И вот костер вовсю разгорелся, и опустилась настоящая ночь. Сделай шаг от костра — и нырнешь, как в колодец. Протяни вперед руку — и руки не увидишь. Такая темень даже во сне не приснится. Но нам не страшно — рядом дядя Ваня. Он шарит в кисете трубкой; достает палочкой уголек, прикуривает. Трубка освещает его строгое лицо, усы, прокопченные табачным дымом. Трудно даже представить, что когда-то он был другой — молодой да крепкий.
— Дядя Ваня, ты где родился?
— Я не здешний, Витенька. Я на Волге родился. Мы от голода в Сибирь-то приехали. От голода, дружок. Такое время было, не приведи бог никому. Сыромятны ремни варили и кушали, да что ремни. Всех кошек поистребляли… Да вам зачем про то знать. У вас своего горя хватает. Такая война идет, да когда-то кончится или вовсе не кончится. Слышали, в Глядянке-то одна мать что устроила? Взяла да деток своих порешила. А почему? А потому, что так погибель и эдак смерть.
— Знаем мы про это! — перебивает его Вовка. — Вы вот сказали, что ремни варили?.. — лезет он с вопросом. И дядя Ваня смотрит ему прямо в глаза.
— Про ремни, значит, интересует? — говорит медленно дядя Ваня и начинает подбрасывать в огонь сушняку. — У нас и другие были супы. Отхватишь, значит, хвост от селедочки да водичкой зальешь. А потом на огонь. Вот и пухли наши детские ноженьки. Прямо гири пудовы да, кроме того, ведь болят. А нас было трое у матери, а отец все в поездках да в плавании. Он был на пароходе механик.
— Дядя Ваня, у вас были братья и сестры?
— Был у меня, Витя, братишка. Его звали Филя, Филипп. Сейчас уж редко так называют. И сестренка Дуня была. Это, значит, Авдотья. А жили мы в рыбацком поселке, до Астрахани на пароходе — всего пять часов. Ну и голод, значит, пришел. А дело это, ребята, далекое. Еще первой мировой войны даже не было. Вот какой я, значит, старик.
— Вы не старик, дядя Ваня! Вы — пожилой человек… — утешает его Вовка Верхотурцев. Он старше меня на три года и потому лучше ведет разговор.
— Ну ладно, раз не старик.

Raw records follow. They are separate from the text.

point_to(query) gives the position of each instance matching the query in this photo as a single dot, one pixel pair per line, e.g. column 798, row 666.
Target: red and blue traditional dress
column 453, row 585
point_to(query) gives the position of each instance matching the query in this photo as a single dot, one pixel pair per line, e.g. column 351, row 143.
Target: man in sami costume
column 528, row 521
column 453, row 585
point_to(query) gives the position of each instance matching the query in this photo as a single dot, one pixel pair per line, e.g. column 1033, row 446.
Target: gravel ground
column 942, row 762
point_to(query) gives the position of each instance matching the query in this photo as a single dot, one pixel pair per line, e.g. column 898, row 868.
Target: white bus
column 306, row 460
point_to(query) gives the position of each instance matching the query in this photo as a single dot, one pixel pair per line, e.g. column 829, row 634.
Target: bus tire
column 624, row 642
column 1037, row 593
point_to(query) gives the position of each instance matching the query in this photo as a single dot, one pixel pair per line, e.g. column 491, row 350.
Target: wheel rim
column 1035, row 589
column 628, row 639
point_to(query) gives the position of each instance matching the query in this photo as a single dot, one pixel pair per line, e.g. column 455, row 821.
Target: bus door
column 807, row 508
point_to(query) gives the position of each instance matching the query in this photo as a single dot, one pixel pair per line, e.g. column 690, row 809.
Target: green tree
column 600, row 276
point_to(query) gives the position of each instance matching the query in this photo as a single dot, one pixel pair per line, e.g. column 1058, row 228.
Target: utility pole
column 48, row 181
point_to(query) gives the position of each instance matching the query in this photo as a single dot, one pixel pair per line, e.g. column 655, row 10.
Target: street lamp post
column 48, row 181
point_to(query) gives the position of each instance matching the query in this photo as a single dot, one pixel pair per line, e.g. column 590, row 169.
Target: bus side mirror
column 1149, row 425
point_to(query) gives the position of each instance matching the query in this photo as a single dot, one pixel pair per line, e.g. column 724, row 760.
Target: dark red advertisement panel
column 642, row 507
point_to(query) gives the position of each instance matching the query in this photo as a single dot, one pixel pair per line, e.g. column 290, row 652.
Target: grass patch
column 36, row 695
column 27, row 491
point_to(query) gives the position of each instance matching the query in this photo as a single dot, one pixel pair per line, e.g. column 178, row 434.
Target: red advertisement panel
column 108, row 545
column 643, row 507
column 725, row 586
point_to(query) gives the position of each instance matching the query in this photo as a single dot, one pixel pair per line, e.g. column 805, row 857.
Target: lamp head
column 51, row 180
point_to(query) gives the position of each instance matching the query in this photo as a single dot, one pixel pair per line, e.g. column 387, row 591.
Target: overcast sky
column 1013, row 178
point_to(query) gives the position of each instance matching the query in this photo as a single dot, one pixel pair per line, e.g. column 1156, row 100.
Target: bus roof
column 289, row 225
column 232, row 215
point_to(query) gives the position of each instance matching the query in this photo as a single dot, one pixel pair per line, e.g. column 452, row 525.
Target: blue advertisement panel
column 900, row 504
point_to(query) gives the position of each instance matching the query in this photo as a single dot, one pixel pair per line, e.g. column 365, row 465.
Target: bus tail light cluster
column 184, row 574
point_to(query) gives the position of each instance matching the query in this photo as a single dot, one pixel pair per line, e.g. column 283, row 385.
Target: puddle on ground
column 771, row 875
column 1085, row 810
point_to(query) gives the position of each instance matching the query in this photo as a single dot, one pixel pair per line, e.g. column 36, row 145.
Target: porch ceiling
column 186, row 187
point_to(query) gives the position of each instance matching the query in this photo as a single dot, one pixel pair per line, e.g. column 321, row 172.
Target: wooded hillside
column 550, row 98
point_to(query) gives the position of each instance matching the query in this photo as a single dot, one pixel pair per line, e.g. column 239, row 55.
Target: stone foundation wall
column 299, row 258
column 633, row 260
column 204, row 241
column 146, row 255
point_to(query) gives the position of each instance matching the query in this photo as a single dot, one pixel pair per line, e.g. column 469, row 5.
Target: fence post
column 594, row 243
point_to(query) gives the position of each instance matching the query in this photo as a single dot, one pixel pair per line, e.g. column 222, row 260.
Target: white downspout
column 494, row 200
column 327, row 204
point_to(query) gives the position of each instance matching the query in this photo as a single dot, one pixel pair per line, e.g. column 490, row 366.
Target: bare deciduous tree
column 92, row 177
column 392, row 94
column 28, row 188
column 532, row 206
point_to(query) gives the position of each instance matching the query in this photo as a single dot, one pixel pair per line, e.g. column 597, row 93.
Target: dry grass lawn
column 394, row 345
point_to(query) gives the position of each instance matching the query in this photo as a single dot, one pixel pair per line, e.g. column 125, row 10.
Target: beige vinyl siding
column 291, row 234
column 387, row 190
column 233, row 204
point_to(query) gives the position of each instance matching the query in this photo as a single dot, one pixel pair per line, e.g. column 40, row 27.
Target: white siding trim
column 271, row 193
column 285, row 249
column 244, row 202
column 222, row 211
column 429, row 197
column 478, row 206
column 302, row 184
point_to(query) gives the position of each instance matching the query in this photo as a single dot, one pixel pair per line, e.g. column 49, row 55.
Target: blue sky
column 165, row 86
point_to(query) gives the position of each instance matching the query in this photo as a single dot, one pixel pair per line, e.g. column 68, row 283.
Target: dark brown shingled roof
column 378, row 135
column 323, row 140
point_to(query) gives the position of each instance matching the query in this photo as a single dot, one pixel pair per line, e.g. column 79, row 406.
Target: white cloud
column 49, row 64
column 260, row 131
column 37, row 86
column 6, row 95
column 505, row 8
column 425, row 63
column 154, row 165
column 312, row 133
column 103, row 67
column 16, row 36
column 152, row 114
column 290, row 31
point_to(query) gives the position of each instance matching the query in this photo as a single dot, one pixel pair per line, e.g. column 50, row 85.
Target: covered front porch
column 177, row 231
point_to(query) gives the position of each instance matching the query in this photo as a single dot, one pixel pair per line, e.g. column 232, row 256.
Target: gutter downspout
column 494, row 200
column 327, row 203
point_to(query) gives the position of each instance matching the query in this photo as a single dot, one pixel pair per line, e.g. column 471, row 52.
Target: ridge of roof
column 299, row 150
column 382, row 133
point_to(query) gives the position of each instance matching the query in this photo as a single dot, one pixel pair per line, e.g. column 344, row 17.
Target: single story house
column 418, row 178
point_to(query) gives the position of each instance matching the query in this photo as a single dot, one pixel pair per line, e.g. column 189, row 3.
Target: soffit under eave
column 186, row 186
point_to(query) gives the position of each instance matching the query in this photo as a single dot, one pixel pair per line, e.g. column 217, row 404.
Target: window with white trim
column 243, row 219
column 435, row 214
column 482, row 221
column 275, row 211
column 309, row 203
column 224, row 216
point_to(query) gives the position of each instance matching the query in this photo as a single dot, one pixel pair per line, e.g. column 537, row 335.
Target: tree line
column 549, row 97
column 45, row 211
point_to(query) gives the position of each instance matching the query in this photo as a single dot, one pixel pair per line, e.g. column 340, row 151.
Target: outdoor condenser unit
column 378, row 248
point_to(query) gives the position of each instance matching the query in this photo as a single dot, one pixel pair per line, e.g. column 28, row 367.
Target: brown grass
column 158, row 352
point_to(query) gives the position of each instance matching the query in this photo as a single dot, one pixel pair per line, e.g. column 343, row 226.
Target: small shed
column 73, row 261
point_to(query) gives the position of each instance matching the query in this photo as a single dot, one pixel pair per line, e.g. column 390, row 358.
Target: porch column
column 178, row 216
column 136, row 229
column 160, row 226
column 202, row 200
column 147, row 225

А тогда я остался в доме за большака. Отец с матерью взяли Филю с собой и поплыли за солью…
— За какой солью? — удивляется опять Вовка. Ему кажется, что нас он просто разыгрывает. За дядей Ваней это случается. Но тот сидит хмурый, печальный. И опять трубку табаком набивает.
— На соль тогда, ребятки, все можно было купить, обменять. Даже хлеба наменивали — вот она, матушка. Без нее никуда. А с ней и голод — не голод. А ехать надо было, обязательно надо. Дуня у нас уже опухла, да и я еле ноги таскал. Ну отец и собрался. Пароход ходил у них прямо до Астрахани, а там и соль достают. Но отец отлучиться с парохода не мог — механика-то кто же отпустит. Вот и поехала с ним наша мать. И Фильку тоже с собой забрали, тому два года всего — такого малыша разе бросишь. А я остался в дому за хозяина, да на мне еще Дунюшка. А чтоб мы не умерли, не опухли совсем — нам три селедки положили. А чего — три селедки. Потом мать поцеловала нас, пошептала молитву, и вот уж ворота скрипнули, а я даже реветь не могу. Слезы-то у нормальных, а я уж от слабости да от страху — какой же нормальный… Ну вот и осталась та парочка — гусь да гагарочка. Селедку-то я на шесть раз разрезал, и три раза в день мы по кусочку съедали. Дуня прямо съедала до каждой косточки, а я кости-то незаметно откладывал. Потом клал их в мисочку и заливал холодной водой. С этим кушаньем я в сарай отправлялся и начинал кормить Мушку. У нас собака такая была, я ее хотел сохранить. А потом брал ведерко и уходил за водой… Легко сказать — уходил. Ноги-то тоже распухли. И не шагают, как тумбы. Но ничего. Без воды мы с сестрой не сидели. За нее, правда, сильно боялся. Она уж от слабости больше спала. Я тоже подвинусь к ней, рядом лягу. Комната наша была пустая, давно все было продано и проедено. Так что двери не запирались совсем. Заходи с улицы и бери нас живьем. Только кому мы такие, у всех свое горе, не надо чужое… Вы уж спите, поди? А я разболтался.